The city of Haarlem is a city with a birth date: November 23rd 1245. This is when Willem II, Count of Holland granted the citizens of Harlem city rights. The city on the river Spaarne grew into a cultural city with a rich history, beautiful monuments, rustic courtyards and a Burgundian atmosphere.
Haarlem is famous as the cradle of the Dutch Golden Century and as a Flemish city. Following the fall of Antwerp in 1585, thousands of refugees from Flanders came to Holland. Most of these refugees had been employed in the textile industry. By absorbing them into the city and allowing them to resume their former livelihoods, the city government ensured an unprecedented economic and cultural blossoming.
Painting underwent a period of innovation, the high point of which was the lively portraits of Frans Hals. City architect Lieven de Key fathered the ‘Dutch Renaissance’, visible to this day in monumental buildings like the town hall and the Nieuwe Kerk (New Church).
Alongside this, Haarlem has a reputation as a writers’ city. Many renowned Dutch authors were either born there or have worked there, including Nicolaas Beets, Lodewijk van Deyssel, Godfried Bomans, Louis Ferron, Harry Mulisch, L.H. Wiener and Lennaert Nijgh.

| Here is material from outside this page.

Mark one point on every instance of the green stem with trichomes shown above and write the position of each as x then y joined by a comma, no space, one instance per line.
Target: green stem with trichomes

Today too, many artists and writers call Haarlem home, and the city boasts a rich cultural life with literary events, theatre, exhibitions, music and festivals like the biennial Stripdagen Haarlem.
citybooks Haarlem gets underway in 2017, and the residencies will take place spread over four years. We’ll be inviting four authors to each write a city portrait. Two graphic novelists will realise the visual dimension of the project and draw city portraits inspired by Haarlem.
In October 2017, Kristien Hemmerechts kicks things off on the first of our two-weeks’ residencies in Haarlem. The names of the remaining participants will be announced in due course.